En présence de nombreuses personnalités de la communauté franco-ontarienne, le recteur de l’Université d’Ottawa Allan Rock a ouvert, avec le comité pour le Monument de la francophonie à l’Université d’Ottawa, la campagne de financement, jeudi 28 juin.
L’objectif, amasser 100 000 $ pour ériger un Monument de la francophonie au milieu de la grande allée du campus universitaire, qui relie le pavillon Tabaret et la future place de l’Université. Une somme de 25 000 $ additionnelle est également recherchée pour installer un drapeau franco-ontarien à un autre endroit de l’université, qui pourrait être le campus Lees, à proximité de l’autoroute 417..
« Érigé au cœur même du campus principal, le Monument de la francophonie deviendra un lieu de rencontre et de rassemblement pour toute la collectivité universitaire, a déclaré le recteur Allan Rock. Il sera un symbole concret de l’importance de la communauté franco-ontarienne pour l’Université d’Ottawa et une façon de rendre hommage à la contribution de cette communauté à la province. »

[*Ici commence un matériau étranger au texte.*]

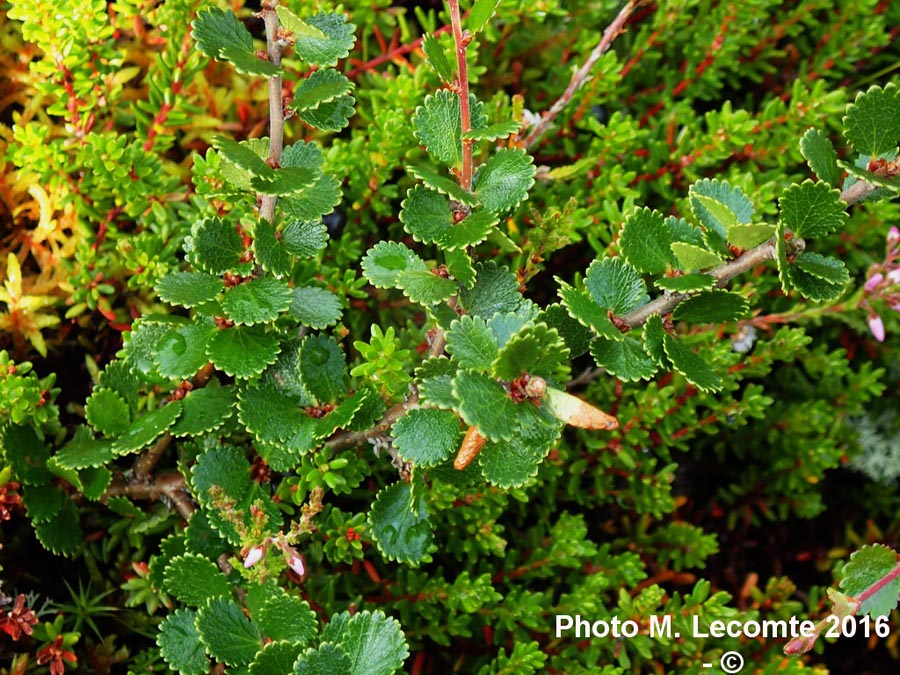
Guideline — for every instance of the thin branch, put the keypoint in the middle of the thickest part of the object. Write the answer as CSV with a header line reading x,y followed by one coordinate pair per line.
x,y
580,77
723,274
144,464
169,485
349,439
461,40
276,103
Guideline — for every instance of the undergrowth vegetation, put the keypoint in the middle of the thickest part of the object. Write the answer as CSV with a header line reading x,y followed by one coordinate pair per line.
x,y
378,337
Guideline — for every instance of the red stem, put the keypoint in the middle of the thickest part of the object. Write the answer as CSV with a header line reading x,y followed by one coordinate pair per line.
x,y
878,585
462,39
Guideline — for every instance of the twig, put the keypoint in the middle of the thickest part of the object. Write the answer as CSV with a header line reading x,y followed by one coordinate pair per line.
x,y
747,261
580,77
170,485
462,40
276,103
349,439
144,464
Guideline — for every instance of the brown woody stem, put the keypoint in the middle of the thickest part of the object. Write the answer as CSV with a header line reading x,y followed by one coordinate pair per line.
x,y
580,77
276,103
461,40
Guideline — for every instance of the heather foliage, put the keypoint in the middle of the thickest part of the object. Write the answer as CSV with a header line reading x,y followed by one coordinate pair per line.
x,y
359,338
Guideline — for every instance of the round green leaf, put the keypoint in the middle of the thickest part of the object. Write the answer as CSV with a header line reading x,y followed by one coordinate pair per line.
x,y
812,210
193,580
62,533
328,659
336,42
43,501
243,351
400,526
107,412
147,428
426,436
322,86
536,350
276,658
179,643
646,241
188,289
81,454
229,636
692,257
315,307
819,153
438,127
427,217
271,415
270,252
653,336
181,351
215,29
286,617
513,463
505,179
331,116
216,247
26,454
496,290
256,301
385,261
323,367
373,641
615,285
485,403
866,567
872,124
713,306
693,367
204,410
625,359
425,287
471,343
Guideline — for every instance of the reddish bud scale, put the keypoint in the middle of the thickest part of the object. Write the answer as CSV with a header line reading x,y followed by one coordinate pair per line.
x,y
471,446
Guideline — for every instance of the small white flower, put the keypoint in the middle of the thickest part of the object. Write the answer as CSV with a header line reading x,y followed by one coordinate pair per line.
x,y
254,555
876,325
893,235
873,281
296,563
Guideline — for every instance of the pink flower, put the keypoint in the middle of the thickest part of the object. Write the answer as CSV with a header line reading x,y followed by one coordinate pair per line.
x,y
873,281
295,562
876,325
254,555
893,235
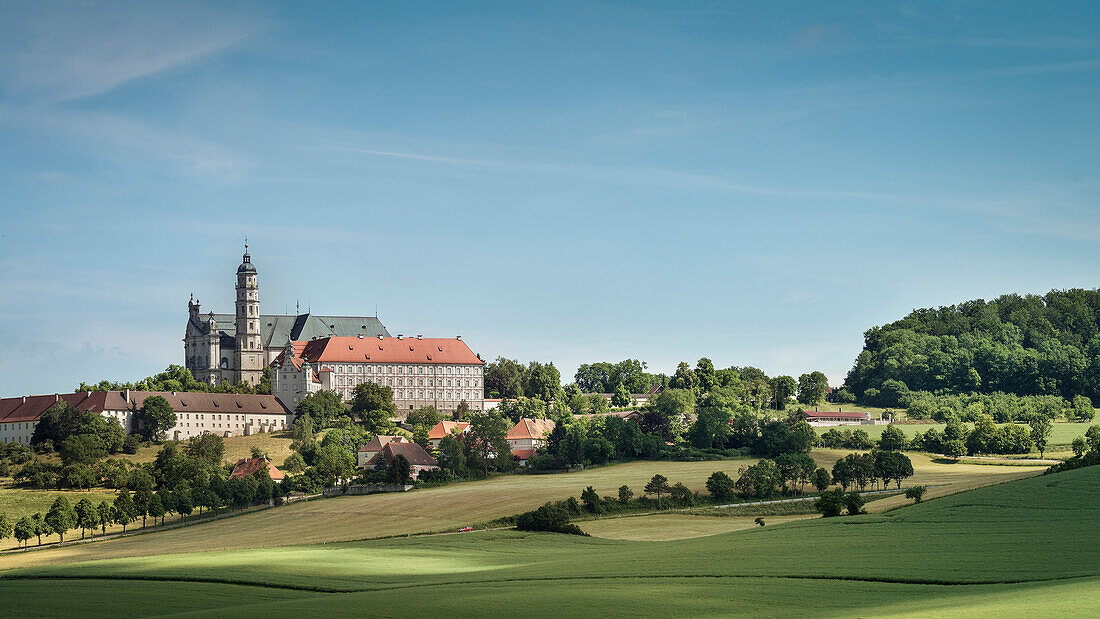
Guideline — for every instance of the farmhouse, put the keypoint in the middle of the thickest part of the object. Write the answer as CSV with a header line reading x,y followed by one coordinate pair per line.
x,y
246,466
418,459
528,437
444,428
226,415
827,418
373,446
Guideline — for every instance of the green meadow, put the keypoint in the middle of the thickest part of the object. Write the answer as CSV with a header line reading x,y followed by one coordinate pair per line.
x,y
1013,548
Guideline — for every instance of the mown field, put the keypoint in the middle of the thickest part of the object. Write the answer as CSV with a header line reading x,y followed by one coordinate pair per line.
x,y
1063,434
457,505
1007,550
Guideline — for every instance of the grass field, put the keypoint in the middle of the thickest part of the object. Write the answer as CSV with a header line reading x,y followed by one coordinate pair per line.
x,y
457,505
17,503
1011,549
666,527
1064,432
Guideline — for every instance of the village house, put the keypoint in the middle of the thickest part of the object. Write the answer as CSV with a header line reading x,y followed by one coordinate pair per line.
x,y
226,415
418,459
528,437
373,446
246,466
444,428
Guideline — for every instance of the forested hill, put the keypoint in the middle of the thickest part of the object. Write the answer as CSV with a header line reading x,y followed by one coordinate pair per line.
x,y
1019,344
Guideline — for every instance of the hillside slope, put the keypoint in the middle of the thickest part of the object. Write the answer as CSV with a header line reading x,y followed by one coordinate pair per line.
x,y
1021,545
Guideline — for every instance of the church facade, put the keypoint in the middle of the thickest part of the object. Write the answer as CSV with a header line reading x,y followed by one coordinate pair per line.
x,y
238,346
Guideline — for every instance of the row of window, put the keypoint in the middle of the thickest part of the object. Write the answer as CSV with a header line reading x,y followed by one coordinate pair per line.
x,y
400,369
421,395
352,380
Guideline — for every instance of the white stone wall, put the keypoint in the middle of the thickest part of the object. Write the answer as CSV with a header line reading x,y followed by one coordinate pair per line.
x,y
18,431
415,385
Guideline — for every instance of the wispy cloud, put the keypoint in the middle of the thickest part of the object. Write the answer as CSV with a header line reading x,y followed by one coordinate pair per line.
x,y
67,50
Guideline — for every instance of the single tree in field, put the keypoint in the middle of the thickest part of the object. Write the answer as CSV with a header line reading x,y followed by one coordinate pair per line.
x,y
86,516
721,486
106,514
625,494
591,499
1079,446
61,517
1041,431
620,397
155,418
124,510
24,530
40,526
155,508
6,527
141,503
399,470
658,486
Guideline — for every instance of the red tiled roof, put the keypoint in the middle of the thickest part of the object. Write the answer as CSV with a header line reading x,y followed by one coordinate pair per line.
x,y
382,350
380,441
248,466
32,407
444,428
815,415
531,429
413,452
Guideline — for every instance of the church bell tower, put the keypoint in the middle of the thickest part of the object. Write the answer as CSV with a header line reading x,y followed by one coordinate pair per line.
x,y
249,357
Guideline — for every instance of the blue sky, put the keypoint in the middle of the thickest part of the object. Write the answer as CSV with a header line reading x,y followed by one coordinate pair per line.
x,y
565,181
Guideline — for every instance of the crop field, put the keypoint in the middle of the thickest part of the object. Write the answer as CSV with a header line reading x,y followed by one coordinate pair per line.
x,y
666,527
17,503
1011,549
457,505
1064,432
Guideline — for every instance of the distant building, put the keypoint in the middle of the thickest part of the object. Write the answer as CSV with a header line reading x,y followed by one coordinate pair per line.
x,y
226,415
827,418
418,459
444,428
238,346
421,371
528,437
373,446
250,465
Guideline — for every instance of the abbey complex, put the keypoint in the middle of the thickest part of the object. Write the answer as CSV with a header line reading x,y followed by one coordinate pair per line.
x,y
237,346
308,353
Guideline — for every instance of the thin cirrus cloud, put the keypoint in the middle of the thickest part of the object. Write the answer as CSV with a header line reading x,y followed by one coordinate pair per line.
x,y
65,51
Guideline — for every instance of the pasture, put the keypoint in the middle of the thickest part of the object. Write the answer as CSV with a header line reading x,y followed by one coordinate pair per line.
x,y
1063,434
457,505
1014,548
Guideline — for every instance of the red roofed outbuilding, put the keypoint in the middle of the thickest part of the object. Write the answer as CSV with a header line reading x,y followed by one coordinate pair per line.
x,y
249,465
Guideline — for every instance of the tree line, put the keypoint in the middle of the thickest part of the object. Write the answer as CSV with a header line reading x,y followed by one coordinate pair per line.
x,y
1027,345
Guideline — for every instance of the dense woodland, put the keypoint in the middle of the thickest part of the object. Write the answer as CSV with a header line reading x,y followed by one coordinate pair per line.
x,y
1026,345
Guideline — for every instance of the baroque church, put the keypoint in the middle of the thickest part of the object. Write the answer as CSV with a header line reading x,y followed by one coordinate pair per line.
x,y
237,346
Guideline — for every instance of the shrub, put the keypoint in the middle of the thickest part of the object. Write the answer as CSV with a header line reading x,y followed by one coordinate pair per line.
x,y
916,493
548,518
831,503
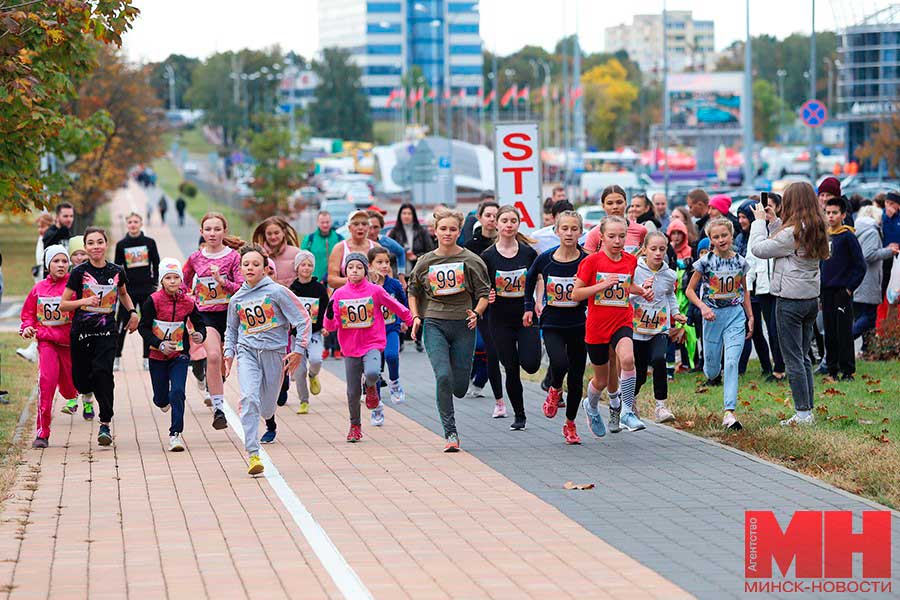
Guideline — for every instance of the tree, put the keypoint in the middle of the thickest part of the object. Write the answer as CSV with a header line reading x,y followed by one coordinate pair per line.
x,y
341,108
883,145
133,137
46,50
608,97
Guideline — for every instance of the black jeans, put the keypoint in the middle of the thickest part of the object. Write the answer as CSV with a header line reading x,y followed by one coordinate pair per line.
x,y
652,353
92,358
516,347
837,312
567,353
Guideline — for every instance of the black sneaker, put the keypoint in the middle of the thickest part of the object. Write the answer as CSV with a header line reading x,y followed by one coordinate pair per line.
x,y
219,420
104,437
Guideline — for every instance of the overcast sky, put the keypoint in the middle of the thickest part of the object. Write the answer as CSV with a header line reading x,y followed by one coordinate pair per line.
x,y
202,27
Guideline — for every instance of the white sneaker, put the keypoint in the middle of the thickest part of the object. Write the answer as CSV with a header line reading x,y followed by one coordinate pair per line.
x,y
175,443
796,420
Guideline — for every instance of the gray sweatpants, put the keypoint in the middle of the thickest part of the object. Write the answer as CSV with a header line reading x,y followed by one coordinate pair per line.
x,y
260,376
310,365
355,368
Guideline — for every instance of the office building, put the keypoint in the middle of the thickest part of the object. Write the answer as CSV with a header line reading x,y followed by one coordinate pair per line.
x,y
387,39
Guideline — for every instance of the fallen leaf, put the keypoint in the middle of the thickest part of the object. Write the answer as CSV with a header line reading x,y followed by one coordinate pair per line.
x,y
578,486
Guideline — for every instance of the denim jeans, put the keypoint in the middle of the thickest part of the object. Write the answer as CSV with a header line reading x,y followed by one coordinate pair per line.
x,y
796,320
449,344
167,378
726,332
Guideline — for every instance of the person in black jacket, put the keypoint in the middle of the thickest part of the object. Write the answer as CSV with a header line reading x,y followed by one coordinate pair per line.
x,y
137,254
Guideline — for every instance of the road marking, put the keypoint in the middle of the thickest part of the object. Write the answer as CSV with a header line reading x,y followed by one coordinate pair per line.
x,y
343,575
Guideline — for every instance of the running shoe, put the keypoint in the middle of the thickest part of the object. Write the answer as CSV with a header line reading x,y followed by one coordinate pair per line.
x,y
219,420
551,403
570,433
355,434
175,443
372,399
452,444
664,415
614,414
594,419
378,416
499,409
729,421
104,437
631,422
256,467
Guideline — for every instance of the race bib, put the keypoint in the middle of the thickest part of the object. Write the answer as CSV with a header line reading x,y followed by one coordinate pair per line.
x,y
137,256
650,318
356,313
107,293
510,284
312,306
257,316
48,312
170,331
209,293
616,295
726,285
559,291
447,279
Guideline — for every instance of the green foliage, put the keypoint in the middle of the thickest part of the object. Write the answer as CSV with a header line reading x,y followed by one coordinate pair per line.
x,y
341,108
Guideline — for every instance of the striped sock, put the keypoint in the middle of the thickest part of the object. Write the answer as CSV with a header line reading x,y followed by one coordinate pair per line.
x,y
627,381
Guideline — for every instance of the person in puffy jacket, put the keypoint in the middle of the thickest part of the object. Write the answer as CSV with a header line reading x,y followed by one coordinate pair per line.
x,y
42,320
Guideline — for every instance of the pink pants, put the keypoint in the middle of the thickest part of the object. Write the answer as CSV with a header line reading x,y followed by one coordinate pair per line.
x,y
55,370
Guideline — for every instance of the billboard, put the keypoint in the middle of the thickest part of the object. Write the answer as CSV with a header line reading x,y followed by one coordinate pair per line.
x,y
705,100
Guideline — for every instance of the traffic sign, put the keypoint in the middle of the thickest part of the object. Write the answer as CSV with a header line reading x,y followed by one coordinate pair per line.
x,y
813,113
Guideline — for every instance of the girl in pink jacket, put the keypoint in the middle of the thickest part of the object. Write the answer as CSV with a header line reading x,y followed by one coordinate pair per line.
x,y
355,313
42,319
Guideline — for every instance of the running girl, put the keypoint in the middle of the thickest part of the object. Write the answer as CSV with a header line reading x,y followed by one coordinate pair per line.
x,y
443,286
653,320
517,345
607,277
726,310
314,297
164,319
355,313
93,292
214,274
42,319
260,316
562,319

Le président d’honneur du comité pour le Monument de la francophonie à l’Université d’Ottawa, Me Daniel Boivin, lance un appel à la communauté, entreprises et particuliers, afin qu’ils permettent la création de ce monument espéré de longue date.
« Aujourd’hui, nous lançons un appel à la communauté franco-ontarienne pour qu’elle manifeste généreusement son appui à cette initiative qui rendra plus visible la francophonie sur le campus de l’Université d’Ottawa ».
Le Monument inscrira littéralement dans la pierre l’engagement concret et continu de l’Université d’Ottawa envers la francophonie d’ici et d’ailleurs. Cet engagement, qui remonte à la fondation de l’Université en 1848, est déjà inscrit dans la loi constitutive de l’Université d’Ottawa de 1965. Il est donc ancré depuis longtemps dans ses valeurs.
À l’occasion du lancement de la campagne de financement, le public présent a pu découvrir les plans. Les matériaux utilisés pour la création du monument évoqueront les secteurs traditionnels canadiens, tels que l’exploitation forestière, l’industrie minière ainsi que l’agriculture. Les bancs faisant partie du monument seront faits de pièces de bois d’œuvre, évoquant les barrages flottants, un matériel choisi pour sa durabilité et sa facilité d’entretien. La coupe des montants et des poutres fera référence à la drave. Les bases de granite, et la structure en acier et en acier inoxydable rappelleront l’industrie des mines et de la métallurgie. L’aménagement paysager fera, pour sa part, référence aux récoltes traditionnelles et aux marchés frais. Enfin, les matériaux de support des panneaux porteront les couleurs franco-ontariennes.